In the early morning hours of February 4, 1976, an earthquake of magnitude 7.5 hit Guatemala City. It was the most destructive that the country had experienced in more than half a century. The epicenter was one hundred miles northeast of the city. There were numerous aftershocks, some of them as lethal as the main one. In all, 25,000 people died, 80,000 were injured, 250,000 homes were destroyed, and about one and a half million were left without homes. Damage was extensive.
Most of the adobe-type structures in the outlying areas of Guatemala City were completely destroyed by the earthquake. Access to or out of the city was stopped by many landslides. Food and water supplies were severely reduced. Some of the areas were without electricity and communication for days. The main shock was followed by thousands of aftershocks, some of the larger ones causing additional loss of life and damage. Shock waves were felt as far away as Mexico City. In neighboring Honduras, the earthquake destroyed parts of three towns near the Guatemalan border and caused flooding and power failures.
The U.S. government provided an immediate $3.6 million in emergency aid, and an additional $15 million came in voluntary contributions from the United States within six days of the quake. The Organization of American States contributed $500,000, and most other Latin American countries sent food, clothing, medical supplies, doctors, and relief experts.
The fault associated with the quake runs east to west from a point about fifteen miles north of Guatemala Cit to Puerto Barrios near the Gulf of Honduras. During an air reconnaissance of the fault zone, USGS scientists observed fault breakage along a one hundred-mile stretch of the fault.

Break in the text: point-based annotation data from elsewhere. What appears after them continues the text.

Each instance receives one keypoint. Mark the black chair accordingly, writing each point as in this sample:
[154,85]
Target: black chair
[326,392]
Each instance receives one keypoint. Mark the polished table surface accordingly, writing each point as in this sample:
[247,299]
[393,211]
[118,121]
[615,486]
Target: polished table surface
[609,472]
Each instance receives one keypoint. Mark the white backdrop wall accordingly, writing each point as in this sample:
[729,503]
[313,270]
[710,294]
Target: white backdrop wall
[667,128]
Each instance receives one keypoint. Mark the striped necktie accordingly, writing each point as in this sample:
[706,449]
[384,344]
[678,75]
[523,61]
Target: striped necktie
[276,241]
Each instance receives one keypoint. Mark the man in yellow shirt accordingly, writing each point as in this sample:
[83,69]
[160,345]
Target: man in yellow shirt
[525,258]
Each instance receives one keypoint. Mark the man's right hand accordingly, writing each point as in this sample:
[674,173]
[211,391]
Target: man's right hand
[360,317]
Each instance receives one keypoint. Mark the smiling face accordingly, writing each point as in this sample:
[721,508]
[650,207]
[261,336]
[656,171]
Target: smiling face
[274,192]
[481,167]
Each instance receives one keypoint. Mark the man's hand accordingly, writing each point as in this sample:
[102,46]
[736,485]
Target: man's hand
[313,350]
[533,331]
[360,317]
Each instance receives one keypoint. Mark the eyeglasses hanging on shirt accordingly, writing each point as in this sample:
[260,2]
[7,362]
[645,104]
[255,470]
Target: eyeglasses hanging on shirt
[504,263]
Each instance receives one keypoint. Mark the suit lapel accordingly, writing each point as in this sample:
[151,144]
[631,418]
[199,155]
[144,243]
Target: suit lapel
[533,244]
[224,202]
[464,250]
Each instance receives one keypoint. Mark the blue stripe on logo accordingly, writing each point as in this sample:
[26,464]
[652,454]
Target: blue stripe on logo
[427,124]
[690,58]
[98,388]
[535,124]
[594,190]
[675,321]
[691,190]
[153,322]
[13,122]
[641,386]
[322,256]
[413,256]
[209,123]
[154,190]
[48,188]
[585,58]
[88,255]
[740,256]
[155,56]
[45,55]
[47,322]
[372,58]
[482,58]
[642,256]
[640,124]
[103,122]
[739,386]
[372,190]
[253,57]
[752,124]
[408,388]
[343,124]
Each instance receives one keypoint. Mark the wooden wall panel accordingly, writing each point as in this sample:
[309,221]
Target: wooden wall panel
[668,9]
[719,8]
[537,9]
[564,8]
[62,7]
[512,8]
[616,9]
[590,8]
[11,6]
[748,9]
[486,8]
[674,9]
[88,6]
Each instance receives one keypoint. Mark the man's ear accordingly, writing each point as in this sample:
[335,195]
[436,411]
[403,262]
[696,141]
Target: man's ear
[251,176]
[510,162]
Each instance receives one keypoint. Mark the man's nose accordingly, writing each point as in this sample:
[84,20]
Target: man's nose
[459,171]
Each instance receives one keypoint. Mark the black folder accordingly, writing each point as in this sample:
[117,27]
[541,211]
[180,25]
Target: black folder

The epicenter of the main shock, where the rupture began, was identified at latitude 15.27 North and longitude 89.25 West, about twelve miles west of Los Amates and south of Lake Izabal. A shorter fault, at right angles to the main one but only four miles west of Guatemala City, added substantially to the damage. In terms of the total amount of energy released by this earthquake, it was only one-sixteenth of the 1906 San Francisco quake. Like California, Guatemala is known as earthquake country.
The fault that caused this one separates the great North American and Caribbean tectonic plates so, when these plates slide past each other as these two did in Guatemala, and as two plates do in California along the San Andreas, faults break and the earth shakes.